The Rotating Film Deaerator is a replacement product for the Spray Filling Deaerator, and it is a new type of thermal deaerator produced. The principle of the Rotating Film Deaerator is to spray water through a film-forming tube in a spiral pattern at a certain angle for heat exchange and deaeration with the heated steam. It heats the water to the saturation temperature under the working pressure of the deaerator, removing the dissolved oxygen and other gases in the feed water, and preventing and reducing corrosion in the boiler feed water pipes, economizers, and other auxiliary equipment.
1. Application: The deaerator is one of the key equipment in the boiler heating system, protecting the oxygen corrosion of the boiler feedwater pipes, economizers, and other auxiliary equipment.
2. Benefits: The spiral membrane oxygen removal unit has high oxygen removal efficiency and low gas consumption, with a 100% qualification rate for the oxygen content in the water after removal.

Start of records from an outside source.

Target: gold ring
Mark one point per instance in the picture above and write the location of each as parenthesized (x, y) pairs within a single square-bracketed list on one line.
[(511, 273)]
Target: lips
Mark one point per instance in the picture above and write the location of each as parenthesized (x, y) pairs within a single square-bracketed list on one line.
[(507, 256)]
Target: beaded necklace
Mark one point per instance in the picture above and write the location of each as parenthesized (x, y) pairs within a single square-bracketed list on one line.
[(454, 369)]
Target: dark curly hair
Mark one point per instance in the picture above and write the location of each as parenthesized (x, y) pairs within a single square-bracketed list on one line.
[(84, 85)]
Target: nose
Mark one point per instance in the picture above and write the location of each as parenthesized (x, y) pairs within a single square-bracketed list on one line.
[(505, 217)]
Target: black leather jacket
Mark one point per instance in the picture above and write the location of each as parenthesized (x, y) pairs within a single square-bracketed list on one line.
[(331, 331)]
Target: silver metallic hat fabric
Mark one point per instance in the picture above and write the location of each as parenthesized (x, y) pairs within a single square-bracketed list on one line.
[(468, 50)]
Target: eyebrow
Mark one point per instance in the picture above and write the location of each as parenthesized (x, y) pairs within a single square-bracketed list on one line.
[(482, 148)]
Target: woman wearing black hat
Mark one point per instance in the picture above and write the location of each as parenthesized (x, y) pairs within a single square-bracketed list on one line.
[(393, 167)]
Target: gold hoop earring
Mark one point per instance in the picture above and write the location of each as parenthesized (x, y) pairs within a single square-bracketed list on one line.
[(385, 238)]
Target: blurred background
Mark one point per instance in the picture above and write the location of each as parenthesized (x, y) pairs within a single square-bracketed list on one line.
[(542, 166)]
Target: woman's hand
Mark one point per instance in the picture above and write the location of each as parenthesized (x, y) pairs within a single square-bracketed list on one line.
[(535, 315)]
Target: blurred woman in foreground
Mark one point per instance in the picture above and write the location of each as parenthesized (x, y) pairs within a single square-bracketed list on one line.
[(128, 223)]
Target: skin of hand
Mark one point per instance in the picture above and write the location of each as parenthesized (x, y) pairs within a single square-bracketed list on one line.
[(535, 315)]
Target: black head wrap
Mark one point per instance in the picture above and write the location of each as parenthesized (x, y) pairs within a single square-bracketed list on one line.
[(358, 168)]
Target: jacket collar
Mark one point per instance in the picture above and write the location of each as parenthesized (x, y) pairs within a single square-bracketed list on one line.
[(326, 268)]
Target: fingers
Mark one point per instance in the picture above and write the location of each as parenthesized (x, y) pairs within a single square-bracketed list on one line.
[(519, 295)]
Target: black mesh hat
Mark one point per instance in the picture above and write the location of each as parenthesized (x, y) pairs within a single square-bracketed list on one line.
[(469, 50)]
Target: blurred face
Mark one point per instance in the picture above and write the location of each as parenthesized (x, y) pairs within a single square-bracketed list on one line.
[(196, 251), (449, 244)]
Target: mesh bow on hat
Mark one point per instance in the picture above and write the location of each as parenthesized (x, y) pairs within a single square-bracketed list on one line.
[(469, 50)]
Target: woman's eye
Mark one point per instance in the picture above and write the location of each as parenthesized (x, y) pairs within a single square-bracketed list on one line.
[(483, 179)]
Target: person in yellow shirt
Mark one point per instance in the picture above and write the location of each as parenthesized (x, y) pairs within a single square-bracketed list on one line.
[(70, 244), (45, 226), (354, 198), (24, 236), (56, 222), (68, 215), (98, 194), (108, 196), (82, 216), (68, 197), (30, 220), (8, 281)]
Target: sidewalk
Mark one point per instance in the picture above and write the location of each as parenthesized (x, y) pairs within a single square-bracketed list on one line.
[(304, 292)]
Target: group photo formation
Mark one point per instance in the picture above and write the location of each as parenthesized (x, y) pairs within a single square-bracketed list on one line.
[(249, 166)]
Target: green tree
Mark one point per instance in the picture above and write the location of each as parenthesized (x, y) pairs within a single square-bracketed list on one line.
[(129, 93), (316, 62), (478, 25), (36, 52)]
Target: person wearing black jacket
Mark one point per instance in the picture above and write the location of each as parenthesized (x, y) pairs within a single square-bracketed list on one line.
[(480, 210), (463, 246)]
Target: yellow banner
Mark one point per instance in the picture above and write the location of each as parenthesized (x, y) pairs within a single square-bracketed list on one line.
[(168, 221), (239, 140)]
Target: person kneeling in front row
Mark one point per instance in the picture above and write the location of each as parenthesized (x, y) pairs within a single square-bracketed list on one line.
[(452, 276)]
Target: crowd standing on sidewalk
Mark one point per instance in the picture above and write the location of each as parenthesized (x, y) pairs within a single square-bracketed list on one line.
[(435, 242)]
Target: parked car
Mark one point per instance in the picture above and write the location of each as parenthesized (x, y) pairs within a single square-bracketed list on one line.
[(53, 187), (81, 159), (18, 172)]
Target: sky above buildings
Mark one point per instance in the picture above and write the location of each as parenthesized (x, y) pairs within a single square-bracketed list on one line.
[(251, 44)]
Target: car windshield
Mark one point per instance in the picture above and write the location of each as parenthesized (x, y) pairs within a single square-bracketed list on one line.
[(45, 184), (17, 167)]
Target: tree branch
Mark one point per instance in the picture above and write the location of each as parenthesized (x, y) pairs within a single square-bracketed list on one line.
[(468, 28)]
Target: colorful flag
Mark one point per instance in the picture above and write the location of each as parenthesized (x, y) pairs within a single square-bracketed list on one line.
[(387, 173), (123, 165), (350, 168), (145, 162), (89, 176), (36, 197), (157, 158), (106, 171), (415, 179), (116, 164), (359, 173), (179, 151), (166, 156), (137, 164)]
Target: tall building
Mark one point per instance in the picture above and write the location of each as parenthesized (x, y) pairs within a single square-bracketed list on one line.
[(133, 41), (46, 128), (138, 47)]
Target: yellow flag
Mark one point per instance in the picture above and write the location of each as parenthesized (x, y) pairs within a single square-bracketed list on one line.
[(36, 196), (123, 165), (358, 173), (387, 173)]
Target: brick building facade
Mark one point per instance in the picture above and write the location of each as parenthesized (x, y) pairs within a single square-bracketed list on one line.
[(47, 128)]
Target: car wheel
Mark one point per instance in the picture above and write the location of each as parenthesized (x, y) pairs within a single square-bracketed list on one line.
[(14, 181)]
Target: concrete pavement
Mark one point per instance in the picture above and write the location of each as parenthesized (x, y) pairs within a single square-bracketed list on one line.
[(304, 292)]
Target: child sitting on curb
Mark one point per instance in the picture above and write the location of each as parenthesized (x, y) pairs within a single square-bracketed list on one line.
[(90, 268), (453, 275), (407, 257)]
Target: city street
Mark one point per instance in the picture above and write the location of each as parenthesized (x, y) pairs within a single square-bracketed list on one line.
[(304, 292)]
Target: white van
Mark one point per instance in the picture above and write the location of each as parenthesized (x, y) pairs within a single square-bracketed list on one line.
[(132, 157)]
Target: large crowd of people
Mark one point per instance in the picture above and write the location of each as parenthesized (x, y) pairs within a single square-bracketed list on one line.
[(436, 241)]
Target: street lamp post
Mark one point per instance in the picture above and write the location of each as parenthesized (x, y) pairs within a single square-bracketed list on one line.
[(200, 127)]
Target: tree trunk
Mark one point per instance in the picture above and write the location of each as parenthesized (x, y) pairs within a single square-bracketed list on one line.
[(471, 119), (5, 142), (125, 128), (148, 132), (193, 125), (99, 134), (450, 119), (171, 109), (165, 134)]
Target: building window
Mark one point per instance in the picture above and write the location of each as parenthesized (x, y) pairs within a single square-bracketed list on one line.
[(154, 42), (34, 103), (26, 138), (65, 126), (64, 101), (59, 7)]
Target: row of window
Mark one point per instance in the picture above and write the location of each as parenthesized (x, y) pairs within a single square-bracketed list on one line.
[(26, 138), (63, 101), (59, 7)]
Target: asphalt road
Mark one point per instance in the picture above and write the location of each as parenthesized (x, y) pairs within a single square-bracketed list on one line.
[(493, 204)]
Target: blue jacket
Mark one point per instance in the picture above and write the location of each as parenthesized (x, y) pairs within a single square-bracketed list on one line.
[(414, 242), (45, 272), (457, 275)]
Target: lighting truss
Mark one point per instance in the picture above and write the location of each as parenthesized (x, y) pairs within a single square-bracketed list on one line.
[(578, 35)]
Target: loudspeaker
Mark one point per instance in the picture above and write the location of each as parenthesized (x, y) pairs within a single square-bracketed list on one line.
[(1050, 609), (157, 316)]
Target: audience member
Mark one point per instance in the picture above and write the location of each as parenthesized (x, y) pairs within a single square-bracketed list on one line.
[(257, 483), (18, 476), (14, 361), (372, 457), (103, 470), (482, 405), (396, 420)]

Deaerators are one of the key equipment in boilers and heating systems. If the deaeration capacity of a deaerator is poor, it can cause severe corrosion to the boiler's feedwater pipes, economizers, and other auxiliary equipment. The economic loss caused by this can be several or even hundreds of times the cost of the deaerator itself. Therefore, the National Power Department has established some standards for the oxygen content of deaerators, specifying that the oxygen content of the feedwater for atmospheric deaerators should be less than 15 mg/L, and for pressure deaerators, less than 7 mg/L.
Oxygen Removal Principle, Gay-Lussac's Law
At constant pressure, for a fixed mass of gas, an increase of temperature by 1°C is accompanied by a volume increase equal to one-twenty-seventh of its volume at 0°C; or the volume of a fixed mass of gas is proportional to its thermodynamic temperature at constant pressure. This principle was discovered in an experiment by the French scientist Gay-Lussac and is named after him. It applies to ideal gases and is also approximately valid for real gases under high temperatures and low pressures.
Henry's Law states that at a given temperature and when the total pressure of the gas phase is not high, for dilute solutions, the concentration of the solute in the solution is directly proportional to its partial pressure in the gas phase. Dalton's Law of Partial Pressures states that at constant temperature and volume, the total pressure of a mixture of gases is equal to the sum of the partial pressures of the individual components, and the partial pressure of each component gas is equal to the pressure it would exert if it alone occupied the total volume.